Comprometido a un verbo que se pronuncia con el fuego del audacia y el filo de la compasión.
Armado de toda fortaleza capaz de ser añadida a una verdad de enterezas y bellezas.
Con el certeza de ser arriero de una intensa vocal gutural, abierta a lo que alguna vez soñamos.
En diálogo permanente con lxs reservadxs laburantes del mundo, que hacen de su vida una pormenorizada secuencia de gestos fugaces e imperecederos.
En obstinada refriega contra la mercantilización de los días y su intención de mugre vital.
Atravesado por el clamor de una América Latina que insiste en hacer Grande su Patria.

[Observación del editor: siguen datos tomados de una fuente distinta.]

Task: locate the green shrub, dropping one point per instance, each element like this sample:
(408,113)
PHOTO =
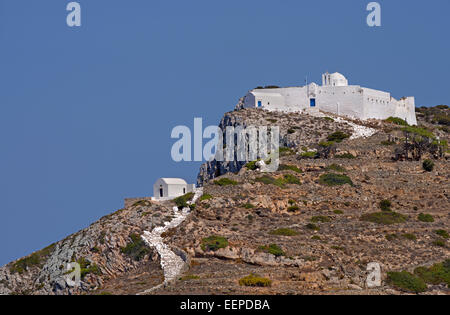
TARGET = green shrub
(284,167)
(428,165)
(410,236)
(385,205)
(407,282)
(425,218)
(419,131)
(214,243)
(336,168)
(291,179)
(273,249)
(87,267)
(338,136)
(136,249)
(285,151)
(385,217)
(254,280)
(326,144)
(345,156)
(320,218)
(439,243)
(206,197)
(189,277)
(251,165)
(141,203)
(225,182)
(397,121)
(309,155)
(280,182)
(332,179)
(391,237)
(34,260)
(436,274)
(284,232)
(182,201)
(442,233)
(312,226)
(269,180)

Repitiendo el mantra messiánico y rosarino que desafía a la soberbia con el simple y lúcido signo de “bobo”.
En vigilia de los movimientos oscuros de quienes preparan su terrenos para la apropiación de los huesos, sus horas y sus días.
Con el amor como trinchera, en paz con los tiernos y en hostilidad perpetua con los crueles.

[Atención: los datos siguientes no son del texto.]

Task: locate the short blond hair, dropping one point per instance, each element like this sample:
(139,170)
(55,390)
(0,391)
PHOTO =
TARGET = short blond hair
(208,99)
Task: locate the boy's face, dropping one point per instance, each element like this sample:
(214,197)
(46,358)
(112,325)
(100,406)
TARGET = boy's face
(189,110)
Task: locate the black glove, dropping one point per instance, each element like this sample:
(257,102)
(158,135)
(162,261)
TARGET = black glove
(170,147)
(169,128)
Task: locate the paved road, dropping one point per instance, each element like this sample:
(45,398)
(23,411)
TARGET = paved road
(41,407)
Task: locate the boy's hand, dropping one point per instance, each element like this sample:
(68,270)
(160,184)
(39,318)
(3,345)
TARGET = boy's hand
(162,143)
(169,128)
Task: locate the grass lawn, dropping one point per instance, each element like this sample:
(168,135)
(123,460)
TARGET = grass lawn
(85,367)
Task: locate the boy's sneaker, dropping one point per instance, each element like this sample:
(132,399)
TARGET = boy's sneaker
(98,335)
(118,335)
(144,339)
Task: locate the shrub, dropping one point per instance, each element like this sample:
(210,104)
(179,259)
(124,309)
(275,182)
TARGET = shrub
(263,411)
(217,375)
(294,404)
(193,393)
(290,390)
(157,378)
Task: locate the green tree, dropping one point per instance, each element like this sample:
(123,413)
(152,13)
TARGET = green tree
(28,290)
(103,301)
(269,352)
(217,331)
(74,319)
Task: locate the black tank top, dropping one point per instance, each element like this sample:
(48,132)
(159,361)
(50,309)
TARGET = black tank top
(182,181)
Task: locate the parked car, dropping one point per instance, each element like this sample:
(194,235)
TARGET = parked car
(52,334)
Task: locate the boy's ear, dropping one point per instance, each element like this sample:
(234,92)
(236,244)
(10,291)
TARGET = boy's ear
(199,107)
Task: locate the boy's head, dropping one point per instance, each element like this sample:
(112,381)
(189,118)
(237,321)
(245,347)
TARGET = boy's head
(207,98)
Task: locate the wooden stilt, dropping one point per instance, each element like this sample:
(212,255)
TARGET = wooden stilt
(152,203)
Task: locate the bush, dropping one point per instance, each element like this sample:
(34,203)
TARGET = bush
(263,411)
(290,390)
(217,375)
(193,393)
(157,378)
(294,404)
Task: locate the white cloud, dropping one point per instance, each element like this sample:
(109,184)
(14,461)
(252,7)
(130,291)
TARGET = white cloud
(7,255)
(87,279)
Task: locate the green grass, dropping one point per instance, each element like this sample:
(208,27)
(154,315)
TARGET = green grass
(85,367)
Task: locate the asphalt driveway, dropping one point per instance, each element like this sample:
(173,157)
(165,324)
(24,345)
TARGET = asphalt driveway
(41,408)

Abrazado a mis hermanxs: tanto en Bangladesh como en el pueblito más humilde de la Puna.
En conflagración palmaria contra la falocracia del patriarcado, siempre emperifollada de falso coraje y secretos cobardes.

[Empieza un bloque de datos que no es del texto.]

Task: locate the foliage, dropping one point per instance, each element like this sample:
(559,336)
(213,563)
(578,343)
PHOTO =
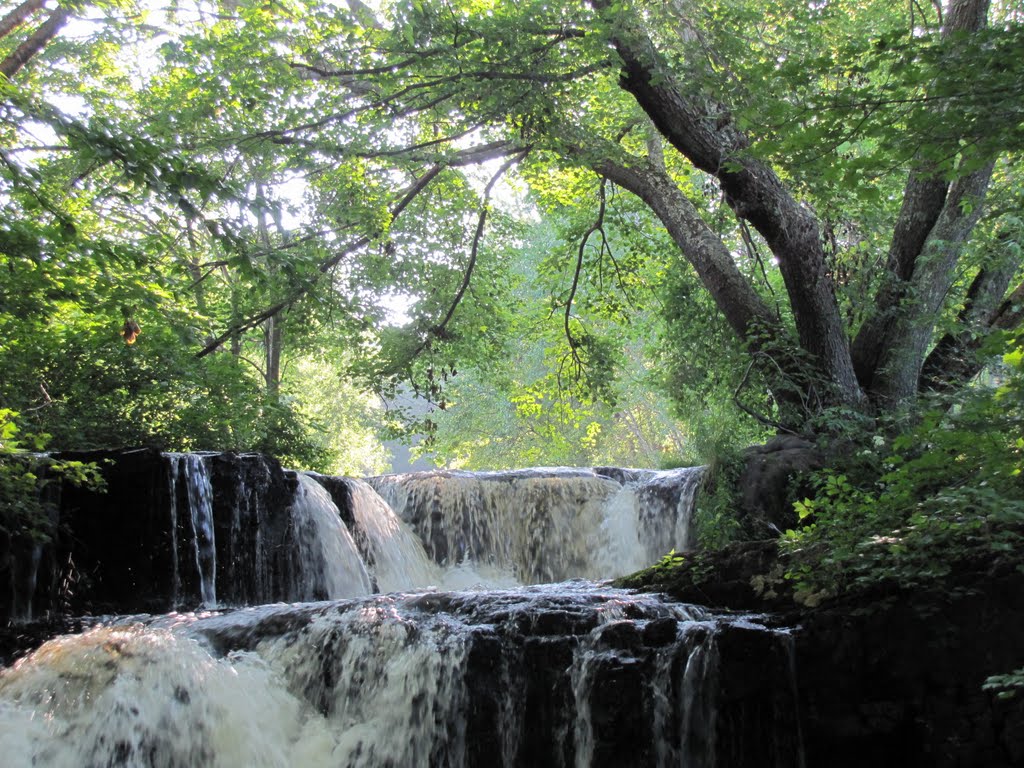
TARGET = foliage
(904,505)
(715,522)
(26,509)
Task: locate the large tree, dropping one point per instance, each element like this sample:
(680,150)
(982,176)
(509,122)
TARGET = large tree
(841,178)
(818,128)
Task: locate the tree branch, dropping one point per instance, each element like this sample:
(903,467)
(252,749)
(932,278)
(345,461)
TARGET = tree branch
(36,42)
(439,330)
(18,15)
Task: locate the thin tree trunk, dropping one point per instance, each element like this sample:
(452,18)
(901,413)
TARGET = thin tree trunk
(36,42)
(900,364)
(17,16)
(925,199)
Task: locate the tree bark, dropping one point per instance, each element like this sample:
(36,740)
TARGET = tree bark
(896,377)
(743,309)
(36,42)
(702,131)
(925,199)
(17,16)
(954,360)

En paz con la melodía benévola del perro que nos mira desde el centro de su enigmática comprensión insondable.
En la luz del rostro del pibe que anhela oportunidades de sol después de haber sufrido los cuatrocientos golpes.
En el enigma de todo lo que vivimos, sin haber logrado sujetar cada uno de sus bellos instantes.
En promesas de bellezas instaladas en esta fila de nombres entrañables, cuyos rostros vuelven –insistentemente—con epígrafes de cánticos y risas.
En paz con los que levantan al caído y en tirria con quienes hacen de su ombligo el centro de su único planeta.
Con los rostros de mis viejos inscriptos, de forma intacta, en el circuito que perfilan mis años.
Desde este punto cardinal de la ternura armada: Feliz nochebuena y mejor navidad.